The Bitter Regret Moms Feel During the Aftermath of Holiday Gift-Giving Insanity

The best part of giving your kids presents is that look on their faces. You know the one: eyes wide and sparkling and a grin big enough to fit a face on Mount Rushmore. They squeal, they scream, they squirm and dance and jump for joy — it's just a vision of pure bliss. They gush about how you're the "best parents ever." And while absorbing these priceless reactions, we devoted moms and dads get a rush of warmth and happiness that I guarantee would rival any drug.

Maybe, like an actual drug, that rush truly is addictive. Maybe parents are hooked on their kids' happiness — we're absolute fools for making them smile, and we'll do almost anything to see it. Because that's the only reason I can think of that would make us lose our ever-loving MINDS around birthdays and holidays the way we all do.
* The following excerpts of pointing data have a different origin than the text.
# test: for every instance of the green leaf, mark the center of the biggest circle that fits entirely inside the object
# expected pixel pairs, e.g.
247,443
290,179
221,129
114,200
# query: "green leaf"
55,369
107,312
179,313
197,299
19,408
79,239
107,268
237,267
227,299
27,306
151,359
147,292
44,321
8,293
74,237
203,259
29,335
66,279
It happens every year when it's time to buy gifts for my children: I venture into the toy store, and suddenly it's like some kind of temporary insanity takes me over. I spot a certain item, and literally all I can envision is how much they're going to looooove it. My common sense is hijacked by the promise of their reaction, those shiny eyes and delighted claps.
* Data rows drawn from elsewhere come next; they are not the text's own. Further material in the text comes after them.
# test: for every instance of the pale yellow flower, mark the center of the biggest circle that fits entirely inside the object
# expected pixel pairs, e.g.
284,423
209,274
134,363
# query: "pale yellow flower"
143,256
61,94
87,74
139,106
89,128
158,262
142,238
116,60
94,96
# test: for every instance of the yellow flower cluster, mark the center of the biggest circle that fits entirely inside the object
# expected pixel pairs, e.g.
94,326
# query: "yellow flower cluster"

Dealing with the aftermath of kid gifting insanity is a hard, cold dose of reality.

This renders me momentarily blind to the reality of how messy or loud or annoying (or all three) the gift is going to be. Only after the occasion is over, and the rush has subsided, does the fog lift and I enter the "what the hell was I thinking?" phase. Dealing with the aftermath of kid gifting insanity is a hard, cold dose of reality, the reality I so conveniently seem to overlook during the purchase.
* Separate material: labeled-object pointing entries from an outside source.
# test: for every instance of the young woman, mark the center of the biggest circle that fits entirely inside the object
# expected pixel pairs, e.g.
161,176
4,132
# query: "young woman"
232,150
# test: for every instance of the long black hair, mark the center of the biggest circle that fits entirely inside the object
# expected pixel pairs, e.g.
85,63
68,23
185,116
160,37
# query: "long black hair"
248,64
One time, for example, I bought my insect-obsessed son a huge tube of very lifelike plastic bugs. A whole variety of types. Like, a hundred of them. As I'd suspected, he was thrilled. I, however, cursed my own stupidity every time I found one lurking in a random location — barely sticking out from underneath the couch or nestled into my shoe. I can't count the number of times I nearly sh*t myself discovering a centipede in the closet or a spider in the sink. Worst of all was the fear that one day I'd pick up an actual spider thinking it was fake. I secretly threw them away one by one, but since there were so many, it took months.

Then there was the "slime lab" that I just knew would dazzle the pants off my little budding scientist. But did I consider the fact that my kid couldn't even eat a tube of yogurt without slopping it all over the place, let alone handle using chemicals to concoct a glowing-green sludge? Or how the slime would stain every surface it touched? Or how it would crust into my carpet like radioactive boogers? No. No, I did not. Boogery carpet, 1; Mom, 0.

Without fail, birthdays and holidays come and go, and I'm left with puddles of half-solidified plastic on my kitchen counter (from the must-have 3D drawing pen) or the migraine-inducing screech of those coveted walkie-talkies. Never again, I grumpily lecture myself — and anyone else who's listening — as I google "how to remove fake lava from upholstery" or unearth the ten-thousandth scattered plastic bead from the bottom of my foot.

Is all the irritation and hassle worth it just to see my kids' faces light up like fireworks? Nope. Absolutely not, but you can bet I'll do it again at the same time next year.